L’EVENTO
Besozzo capitale del calciobalilla paralimpico
Nazionale in ritiro e tavolo di sette metri per la sfida alla cittadinanza
Il calciobalilla paralimpico ha una sua capitale in Italia. Ed è in provincia di Varese. La località èBesozzo dove questa mattina, giovedì 16 aprile, nella sala del gonfalone del municipio, si è tenuta una conferenza stampa, organizzata dalla Federazione Paralimpica Italiana Calcio Balilla. E’ stato illustrato il doppio appuntamento che in questi giorni terrà banco a Besozzo: fino a sabato 18 aprile ritiro ufficiale della Nazionale presso la sede di via Zangrilli per uno stage preparatorio finalizzato allo svolgimento della Coppa Italia, momento chiave della stagione che decreterà le nostre migliori squadre. Più di cento atleti impegnati.

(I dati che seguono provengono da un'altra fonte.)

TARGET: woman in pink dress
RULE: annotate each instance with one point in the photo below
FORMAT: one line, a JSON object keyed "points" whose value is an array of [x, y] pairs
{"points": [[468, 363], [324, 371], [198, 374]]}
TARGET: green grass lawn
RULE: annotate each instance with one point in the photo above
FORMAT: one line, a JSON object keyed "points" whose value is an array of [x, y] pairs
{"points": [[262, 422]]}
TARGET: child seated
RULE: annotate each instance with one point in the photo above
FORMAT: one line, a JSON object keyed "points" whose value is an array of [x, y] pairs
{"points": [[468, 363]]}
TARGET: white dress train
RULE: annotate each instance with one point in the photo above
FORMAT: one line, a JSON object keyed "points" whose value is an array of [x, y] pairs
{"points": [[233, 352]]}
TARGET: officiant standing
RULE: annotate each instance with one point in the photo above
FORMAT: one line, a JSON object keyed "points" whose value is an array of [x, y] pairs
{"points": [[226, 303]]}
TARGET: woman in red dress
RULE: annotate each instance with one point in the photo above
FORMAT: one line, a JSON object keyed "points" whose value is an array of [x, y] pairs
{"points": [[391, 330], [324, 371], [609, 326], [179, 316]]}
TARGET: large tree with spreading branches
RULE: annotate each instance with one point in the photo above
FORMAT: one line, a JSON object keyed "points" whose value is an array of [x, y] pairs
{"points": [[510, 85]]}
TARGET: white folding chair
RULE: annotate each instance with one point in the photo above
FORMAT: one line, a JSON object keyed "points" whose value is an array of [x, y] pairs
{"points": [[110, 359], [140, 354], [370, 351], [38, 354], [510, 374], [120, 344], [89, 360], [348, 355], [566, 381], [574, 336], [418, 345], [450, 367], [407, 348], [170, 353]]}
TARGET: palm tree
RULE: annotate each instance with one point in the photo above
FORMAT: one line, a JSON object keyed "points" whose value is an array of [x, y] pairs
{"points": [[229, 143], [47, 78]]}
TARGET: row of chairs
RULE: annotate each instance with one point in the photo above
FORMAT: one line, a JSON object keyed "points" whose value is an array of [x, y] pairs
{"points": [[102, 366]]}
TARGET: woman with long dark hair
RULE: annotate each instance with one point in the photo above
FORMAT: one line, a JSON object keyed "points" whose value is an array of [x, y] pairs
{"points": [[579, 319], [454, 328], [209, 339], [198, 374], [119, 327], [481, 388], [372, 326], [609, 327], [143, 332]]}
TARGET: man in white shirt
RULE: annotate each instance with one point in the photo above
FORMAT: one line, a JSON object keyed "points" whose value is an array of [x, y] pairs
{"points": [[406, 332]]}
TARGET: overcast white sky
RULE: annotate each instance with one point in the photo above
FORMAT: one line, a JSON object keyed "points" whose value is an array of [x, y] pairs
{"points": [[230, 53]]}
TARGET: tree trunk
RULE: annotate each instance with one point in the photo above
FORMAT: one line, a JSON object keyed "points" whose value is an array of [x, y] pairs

Gli obiettivi dell’evento sono nel Dna dell’amministrazione comunale, attenta all’inclusione sociale attraverso lo sport e alla sensibilizzazione del pubblico sui valori dello sport paralimpico.
La nuova sede
Parlano i fatti: il sindaco Gianluca Coghetto ha annunciato che la nuova sede della Federazione verrà realizzata all’interno dell’area dell’ex cartiera, cuore dello sport besozzese. «Seminare sport, dunque, all’insegna del benessere e della socialità», ha sottolineato Francesca Pianese, assessore alle politiche giovanili, sport e benessere. Gran finale con il presidente della Federazione, Francesco Bonanno, anima dell’iniziativa, che ha evidenziato i traguardi straordinari raggiunti dalla Nazionale vincendo in tutte le specialità ai Campionati del Mondo di Saragozza, oltre ad aver conquistato la Coppa del Mondo per Nazioni.
Il tavolo di sette metri
Domenica pomeriggio sfida aperta alla cittadinanza con un tavolo lungo sette metri per favorire la partecipazione di più gruppi. Accanto al trofeo della coppa Italia, nella sala del gonfalone, ha fatto bella mostra anche quella che verrà assegnata al vincitore della gara di dilettanti. Tra il pubblico era presente la presidente della Polha Varese, Daniela Colonna Preti.